「オメガの騎士など認めない」と言われましたが


 鍛錬場にて、ノアは剣を振るっていた。

「鬼気迫るな、ノア」
「ジョン」

 槍を携え、学友たちが笑った。ノアは少し気持ちを和らげる。

「すまない。つい没頭していた」
「いーや。後輩たちに示しがついていいってもんさ」

 気の良い言葉がありがたい。しかし、サムがぐっと心配そうに眉を寄せた。

「でも、大丈夫か?」
「ああ。聞いたぞ」

 こそこそと囁かれて、ノアは頷いた。

「耳が早いな」
「というか、殿下たちがじきじきに仰ってたから」
「そうか……」

 皆、苦い顔をして黙り込んだ。ノアのために何かいいたいが、言えない。そんな様子だ。
 ノアは笑って、皆の肩を叩いた。

「心配するな。殿下の不安はごもっともだ。立派につとめて忠誠を示すよ」
「ノア……」

 実際に、フレデリックやアンブローズのように懸念する貴族は少なくないはずだ。こうして軍の皆には、受け入れてもらっているが……。
 ここで半端をしてはいけない。この国の忠臣として、立派な前例になるのだ。ノアは拳を固く握った。

「それで、お前たちに頼みがあるんだが……」

 その時、けたたましい悲鳴がのぼった。

「何だ!?」

 混乱が起きる。しゅんしゅんと音を立てて、騎士たちの中を影が暴れまわっている。

「魔生生物だ!」

 ノアは剣を構えた。

「囲め!」

 周囲も臨戦態勢となり、構える。
 魔生生物が、――五体。何でこんなところに。

「王太子殿下のお気に入りだ、傷つけてはならん! 生け捕りにせよ」

 上官が怒鳴った。ジョンは「くそっ」と唸った。

「そんなに大事なペットなら、檻から逃がすなってんだ」
「声が高いぞ!」

 上官の叱責も止む。

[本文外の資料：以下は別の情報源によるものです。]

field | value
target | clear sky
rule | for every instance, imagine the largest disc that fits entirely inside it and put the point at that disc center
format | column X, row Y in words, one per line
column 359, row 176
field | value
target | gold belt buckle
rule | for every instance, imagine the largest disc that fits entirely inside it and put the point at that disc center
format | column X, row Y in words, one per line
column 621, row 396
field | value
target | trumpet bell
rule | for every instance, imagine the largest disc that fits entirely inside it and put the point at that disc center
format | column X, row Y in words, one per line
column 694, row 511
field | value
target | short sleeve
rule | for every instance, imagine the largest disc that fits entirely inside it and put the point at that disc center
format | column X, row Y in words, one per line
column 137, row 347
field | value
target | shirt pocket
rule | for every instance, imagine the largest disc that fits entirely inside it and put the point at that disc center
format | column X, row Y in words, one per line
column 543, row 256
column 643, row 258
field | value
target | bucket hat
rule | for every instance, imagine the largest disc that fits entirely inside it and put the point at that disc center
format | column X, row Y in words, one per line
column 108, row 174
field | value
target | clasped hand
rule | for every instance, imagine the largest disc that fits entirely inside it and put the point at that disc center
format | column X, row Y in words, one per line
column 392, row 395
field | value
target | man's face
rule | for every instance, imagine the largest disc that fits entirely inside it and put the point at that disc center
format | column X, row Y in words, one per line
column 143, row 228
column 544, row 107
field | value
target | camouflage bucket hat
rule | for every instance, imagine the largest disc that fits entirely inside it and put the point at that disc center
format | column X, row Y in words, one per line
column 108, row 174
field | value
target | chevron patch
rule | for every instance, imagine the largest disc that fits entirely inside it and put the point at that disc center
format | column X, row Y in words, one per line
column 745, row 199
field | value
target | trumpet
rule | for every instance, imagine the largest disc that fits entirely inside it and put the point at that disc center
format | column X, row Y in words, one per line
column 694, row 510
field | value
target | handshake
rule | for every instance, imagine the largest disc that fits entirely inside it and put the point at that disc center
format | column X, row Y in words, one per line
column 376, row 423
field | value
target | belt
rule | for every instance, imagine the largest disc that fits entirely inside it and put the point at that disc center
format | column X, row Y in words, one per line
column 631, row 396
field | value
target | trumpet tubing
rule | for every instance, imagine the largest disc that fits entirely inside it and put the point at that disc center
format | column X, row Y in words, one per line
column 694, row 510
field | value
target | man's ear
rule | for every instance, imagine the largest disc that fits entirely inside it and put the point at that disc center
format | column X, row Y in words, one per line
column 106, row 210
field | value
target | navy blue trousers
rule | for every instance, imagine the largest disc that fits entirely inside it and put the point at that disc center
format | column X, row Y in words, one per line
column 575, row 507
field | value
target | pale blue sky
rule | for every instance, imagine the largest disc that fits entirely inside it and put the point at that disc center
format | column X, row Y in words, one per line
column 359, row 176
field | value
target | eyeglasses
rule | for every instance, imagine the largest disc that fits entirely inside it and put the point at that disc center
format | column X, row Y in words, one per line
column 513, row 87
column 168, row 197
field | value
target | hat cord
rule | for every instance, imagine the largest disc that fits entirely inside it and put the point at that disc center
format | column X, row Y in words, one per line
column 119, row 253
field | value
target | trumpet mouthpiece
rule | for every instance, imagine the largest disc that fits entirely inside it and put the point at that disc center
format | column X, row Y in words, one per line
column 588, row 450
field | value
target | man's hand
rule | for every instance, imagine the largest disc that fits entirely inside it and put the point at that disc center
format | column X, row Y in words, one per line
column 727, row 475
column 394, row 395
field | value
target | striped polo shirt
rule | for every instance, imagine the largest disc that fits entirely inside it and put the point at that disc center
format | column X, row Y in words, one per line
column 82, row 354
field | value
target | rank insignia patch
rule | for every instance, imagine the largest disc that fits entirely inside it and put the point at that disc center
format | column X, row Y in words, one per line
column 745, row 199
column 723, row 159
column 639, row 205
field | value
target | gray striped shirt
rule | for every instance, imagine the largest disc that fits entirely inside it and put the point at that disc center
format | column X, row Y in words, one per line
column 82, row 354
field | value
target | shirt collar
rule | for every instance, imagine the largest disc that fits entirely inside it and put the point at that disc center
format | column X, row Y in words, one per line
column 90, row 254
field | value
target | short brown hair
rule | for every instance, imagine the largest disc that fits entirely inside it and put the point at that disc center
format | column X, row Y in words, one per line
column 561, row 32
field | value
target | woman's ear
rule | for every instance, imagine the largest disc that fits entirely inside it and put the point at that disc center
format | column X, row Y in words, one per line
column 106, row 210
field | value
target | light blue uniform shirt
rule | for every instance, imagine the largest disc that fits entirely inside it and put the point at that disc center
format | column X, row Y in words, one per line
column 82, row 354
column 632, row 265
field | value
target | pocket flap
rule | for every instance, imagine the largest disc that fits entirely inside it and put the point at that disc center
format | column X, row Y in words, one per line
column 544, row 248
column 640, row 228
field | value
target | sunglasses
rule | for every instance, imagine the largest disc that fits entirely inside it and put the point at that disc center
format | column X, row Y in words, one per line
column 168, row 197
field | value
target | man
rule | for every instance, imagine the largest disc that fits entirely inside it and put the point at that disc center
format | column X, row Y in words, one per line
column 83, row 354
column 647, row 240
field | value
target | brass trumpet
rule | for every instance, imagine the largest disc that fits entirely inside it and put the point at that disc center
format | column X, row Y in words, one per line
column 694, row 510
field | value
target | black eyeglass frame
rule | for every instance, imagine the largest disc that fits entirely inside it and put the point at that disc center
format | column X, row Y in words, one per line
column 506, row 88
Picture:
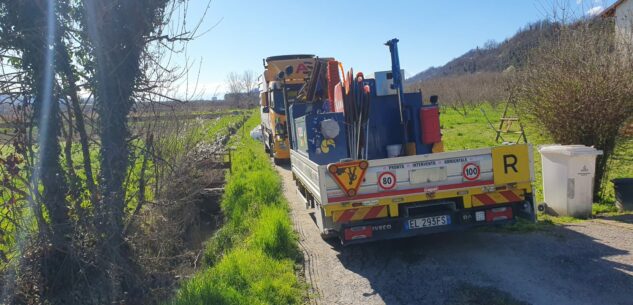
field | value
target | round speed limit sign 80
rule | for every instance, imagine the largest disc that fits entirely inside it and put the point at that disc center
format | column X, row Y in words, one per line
column 387, row 180
column 471, row 171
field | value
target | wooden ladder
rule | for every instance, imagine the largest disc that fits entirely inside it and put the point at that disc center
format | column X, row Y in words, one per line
column 505, row 125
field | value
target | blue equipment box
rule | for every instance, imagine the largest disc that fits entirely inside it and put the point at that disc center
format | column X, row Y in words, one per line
column 312, row 143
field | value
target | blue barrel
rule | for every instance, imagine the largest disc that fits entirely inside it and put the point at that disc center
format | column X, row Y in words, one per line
column 624, row 192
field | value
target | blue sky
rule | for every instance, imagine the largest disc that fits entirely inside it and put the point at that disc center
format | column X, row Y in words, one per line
column 431, row 32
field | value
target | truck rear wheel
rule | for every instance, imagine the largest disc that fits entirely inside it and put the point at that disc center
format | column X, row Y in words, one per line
column 329, row 236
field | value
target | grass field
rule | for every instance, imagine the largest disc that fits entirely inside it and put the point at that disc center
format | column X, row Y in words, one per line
column 252, row 258
column 473, row 131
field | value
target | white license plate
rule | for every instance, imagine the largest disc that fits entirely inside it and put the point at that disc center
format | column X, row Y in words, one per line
column 432, row 221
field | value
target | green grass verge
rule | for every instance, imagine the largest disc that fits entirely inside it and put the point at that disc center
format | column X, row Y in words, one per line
column 252, row 258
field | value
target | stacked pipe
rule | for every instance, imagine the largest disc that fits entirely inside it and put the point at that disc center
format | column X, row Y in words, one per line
column 356, row 103
column 333, row 79
column 312, row 90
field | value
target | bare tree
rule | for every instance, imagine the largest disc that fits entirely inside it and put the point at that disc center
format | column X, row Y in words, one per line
column 579, row 88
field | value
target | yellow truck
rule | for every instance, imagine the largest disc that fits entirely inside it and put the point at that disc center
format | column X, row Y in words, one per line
column 276, row 92
column 373, row 166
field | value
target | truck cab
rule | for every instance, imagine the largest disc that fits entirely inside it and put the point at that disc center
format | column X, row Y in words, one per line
column 276, row 89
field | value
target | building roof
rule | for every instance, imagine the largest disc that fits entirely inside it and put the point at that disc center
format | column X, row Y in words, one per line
column 610, row 11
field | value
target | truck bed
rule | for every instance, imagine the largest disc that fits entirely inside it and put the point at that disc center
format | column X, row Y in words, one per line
column 414, row 174
column 412, row 195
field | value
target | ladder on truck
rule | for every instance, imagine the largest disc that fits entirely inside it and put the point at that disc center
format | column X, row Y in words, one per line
column 506, row 123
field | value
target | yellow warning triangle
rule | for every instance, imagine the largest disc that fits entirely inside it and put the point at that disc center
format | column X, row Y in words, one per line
column 348, row 175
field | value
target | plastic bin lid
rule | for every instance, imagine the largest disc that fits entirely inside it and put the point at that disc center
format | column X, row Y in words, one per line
column 569, row 150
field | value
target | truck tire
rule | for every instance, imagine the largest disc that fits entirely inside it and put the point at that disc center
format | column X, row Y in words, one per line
column 329, row 236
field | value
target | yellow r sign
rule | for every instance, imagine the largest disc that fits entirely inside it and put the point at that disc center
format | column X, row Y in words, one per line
column 511, row 164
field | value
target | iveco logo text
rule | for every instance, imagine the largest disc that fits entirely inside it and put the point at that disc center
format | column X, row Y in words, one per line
column 381, row 227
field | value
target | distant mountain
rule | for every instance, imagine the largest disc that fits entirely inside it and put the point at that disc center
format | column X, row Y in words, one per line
column 493, row 56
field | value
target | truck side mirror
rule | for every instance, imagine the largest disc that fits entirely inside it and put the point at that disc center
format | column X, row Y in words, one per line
column 289, row 70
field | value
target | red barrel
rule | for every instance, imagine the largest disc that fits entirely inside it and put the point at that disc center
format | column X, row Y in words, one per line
column 430, row 124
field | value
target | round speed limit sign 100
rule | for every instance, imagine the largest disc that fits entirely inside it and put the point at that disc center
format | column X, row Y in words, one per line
column 471, row 171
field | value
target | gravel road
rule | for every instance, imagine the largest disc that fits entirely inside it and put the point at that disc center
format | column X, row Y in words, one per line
column 589, row 262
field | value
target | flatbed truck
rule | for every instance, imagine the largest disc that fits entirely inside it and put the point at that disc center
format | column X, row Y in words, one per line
column 368, row 159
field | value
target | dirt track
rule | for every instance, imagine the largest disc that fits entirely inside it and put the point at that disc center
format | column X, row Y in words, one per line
column 583, row 263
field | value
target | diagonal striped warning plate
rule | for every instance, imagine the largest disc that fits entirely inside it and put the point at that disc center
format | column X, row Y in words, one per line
column 497, row 198
column 363, row 213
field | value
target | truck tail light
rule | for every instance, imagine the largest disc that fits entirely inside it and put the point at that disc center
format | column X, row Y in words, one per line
column 495, row 214
column 358, row 232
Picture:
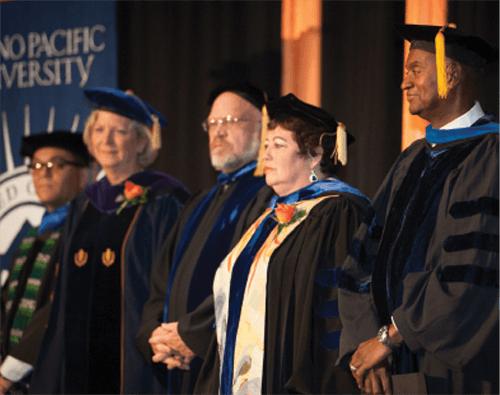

魔生生物たちが、散り散りに襲いかかってきた。
 全員、数人がかりで一体に向かう。とり囲むが、傷つけてはならない制約が、皆の動きを鈍くしていた。

「くっ!」
「サム!」

 サムが腕を押さえる。
 魔生生物が、囲いから飛び出した。
 ノアは駆け出して、剣から魔力を放出する。大きな魔力の網をつくると、ひとふりした。

「ノア!」

 やわらかな結界に、一体ずつ絡められていく。四体捕まえたところで、剣を地面に突き立てた。ジョンとサムがそれを受け、結界を貼り続ける。
 ノアは、一番大きな魔生生物に向かう。
 おおきな獣の姿をしているそれに、素手で構える。
 襲いかかってきたところを、受け流し、横に倒した。
 足を取り、抑え込む。

「枷を!」

 ノアが叫んだ。上官が枷を投げた。他の魔生生物たちも、檻に入れられていく。
 周囲はわっと沸いた。

「さすがノア!」
「うまくいってよかった」

 枷を付けながら、ノアは笑った。ジョンとサムが、大きな檻を持って、駆け寄ろうとしたときだ。
 上から、もう一体襲ってきた。翼と鋭い爪を持った怪鳥型の魔生生物だ。ノアに向けて急降下している。

「ノア!」

 皆が声を上げる。ノアは息をつめた。獣を抑えるのに手一杯だ。魔法なら撃てるが……傷つけるわけにはいかない。
 とにかくはやく枷を。手を早めたときだ。

 怪鳥が、びしりと固まった。
 けたたましい声をあげて鳴くと、進行方向を変えた。
 その行き先を見て、ノアは目を見開いた。

 大柄の青年が、へりくだる怪鳥を鎮めていた。
 皆、その光景に唖然とする。「まじか」とサムが呟いた。
 青年は、ゆったりとこちらを見る。色素の薄い長髪が、さらりと揺れた。

「こんにちは、ノアさん」
「カイル……」

 にっこりと笑まれ、ノアは、苦い声で応えた。